Meet The Repperts

INTRODUCING THE REPPERTS  by Kay

Shortly after we Bascoms had met the Swiharts and had decided to build on the property,  Dr. Jay and Sue Reppert, with baby Leta, three-year-old Sarah, and five-year-old Ketty came to Manhattan from working among Native Americans in Oklahoma.    After a stint in Nigeria, they had returned in 1985 to settle on 20 acres of the Swihart farm. They were settling on the east side of the road while we Bascoms were building our log home on the west side of Kitten Creek Road. The Repperts brought in a trailer home, and made PLANTING their top priority.  We were amazed to see their homestead soon burgeoning with gardens, orchards, berry bushes, trees, geese, chickens, cattle, and more.  Eventually they built a two-story home and had two more children.  The three girls bonded with the Swihart’s daughter Sarah, and with the Bascom’s Grandmother Claire.   The Swihart farm was becoming a community!

Although a doctor, Jay’s first love seems to be farming.   He looks distinguished on duty at the Medical Center, but never as happy as when he’s roaring around his fields on his old tractor, his bearded face smiling under a battered old hat, or bundled up astride his snow plow, clearing a neighbor’s lane.   Jay and Sue were “green” long before the term was codified.   Hidden in the trees way off the road, they home-taught five children through high school – but not just the 3 R’s.  Those kids learned how to plant, weed, harvest, can/freeze, fish, trap, cut firewood, butcher cattle/chickens/ducks, and more.   They used to pick the strawberry patch by 7 AM!  By the time they were teenagers, they knew more about many things than most adults.   During the Y2K scare in 2000, my husband quipped, “If everything crashes, we’ll just go to the Repperts!”

Quiet Sue has been manning the educational process alongside Jay’s outdoor agenda.  She directed a very successful home school program with all the graduates racking up solid scholastic achievement in adulthood.  Most of them have served months or years abroad – in Pakistan, Poland, Guatemala, and Bolivia.  Meanwhile, father Jay has worked abroad, too, supervising Physician Assistant student practicums.  In later years, Sue’s kindly outreach has stretched from helping neighbors with chores to substantial ministry with International women. Many a K State International student or foreign family has found acceptance and warmth at the Reppert dinner table or Fourth of July picnic.   By now, this family’s influence and locations have spread far and wide from the little farm on Kitten Creek.

My daily walk, hopefully, is from our house across Kitten Creek Road, to the Reppert’s low bridge-crossing of Kitten Creek.  The stream floods, occasionally, rising above the concrete-covered culvert, leaving mud and logs behind.  I keep an old lawn chair there, for rest and meditation.  It’s one of my favorite spots on earth.  There I think of “living water,”  watch the seasons change,  smile back at the wildflowers, hear the birdcalls, smell the clover, feel the wind, say hello to the munching cattle, and thank God for His wonderful creation.

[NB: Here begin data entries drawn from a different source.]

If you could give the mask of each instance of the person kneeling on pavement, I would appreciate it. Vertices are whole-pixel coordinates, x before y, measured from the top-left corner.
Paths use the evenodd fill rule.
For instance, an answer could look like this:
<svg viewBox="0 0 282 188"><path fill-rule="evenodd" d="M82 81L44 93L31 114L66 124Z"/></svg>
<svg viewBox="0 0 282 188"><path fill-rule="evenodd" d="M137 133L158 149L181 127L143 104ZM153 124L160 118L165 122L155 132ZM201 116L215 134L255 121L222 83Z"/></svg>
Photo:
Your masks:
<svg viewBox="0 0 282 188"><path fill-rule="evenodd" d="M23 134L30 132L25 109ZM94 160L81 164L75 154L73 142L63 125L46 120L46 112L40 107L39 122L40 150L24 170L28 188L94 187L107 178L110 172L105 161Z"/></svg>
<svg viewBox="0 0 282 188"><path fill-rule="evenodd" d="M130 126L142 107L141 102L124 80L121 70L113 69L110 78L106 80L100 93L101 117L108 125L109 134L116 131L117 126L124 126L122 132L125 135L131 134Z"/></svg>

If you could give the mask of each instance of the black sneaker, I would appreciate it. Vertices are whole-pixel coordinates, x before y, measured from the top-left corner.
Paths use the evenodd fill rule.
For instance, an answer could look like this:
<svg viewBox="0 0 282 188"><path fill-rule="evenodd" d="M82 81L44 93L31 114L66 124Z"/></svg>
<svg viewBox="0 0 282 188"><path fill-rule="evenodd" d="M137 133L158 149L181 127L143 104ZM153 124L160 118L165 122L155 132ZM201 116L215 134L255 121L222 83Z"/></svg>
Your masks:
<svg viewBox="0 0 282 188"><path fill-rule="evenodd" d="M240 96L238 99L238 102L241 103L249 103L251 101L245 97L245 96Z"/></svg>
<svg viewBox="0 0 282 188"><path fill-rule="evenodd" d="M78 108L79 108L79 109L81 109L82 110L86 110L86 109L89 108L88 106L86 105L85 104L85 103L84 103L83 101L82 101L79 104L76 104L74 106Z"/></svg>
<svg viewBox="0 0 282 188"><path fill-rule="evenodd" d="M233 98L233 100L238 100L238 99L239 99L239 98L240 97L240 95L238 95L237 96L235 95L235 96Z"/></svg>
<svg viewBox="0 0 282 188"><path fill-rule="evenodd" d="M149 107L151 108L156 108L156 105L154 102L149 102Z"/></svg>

I remember when  Mike Reppert was 17, and patiently hosted our 12 year old grandson from the city (stripped of all junk food) one weekend on the creek, an indelible lesson on “living off the land.”

I remember  past occasions at the creek – baby squirrels peeking out of a knothole in the sycamore overhead, nature study trips, picnics, camp outs, a Taslich service – throwing stones in the creek as a Wellspring group was interacting with the Rosh Hashanah  Feast of Israel.

I pray with deep appreciation for the families on Kitten Creek.   Life has its sorrows, but I sigh and am reminded again that on Kitten Creek, “our lines have fallen in pleasant places” – a line from Psalm 16:6.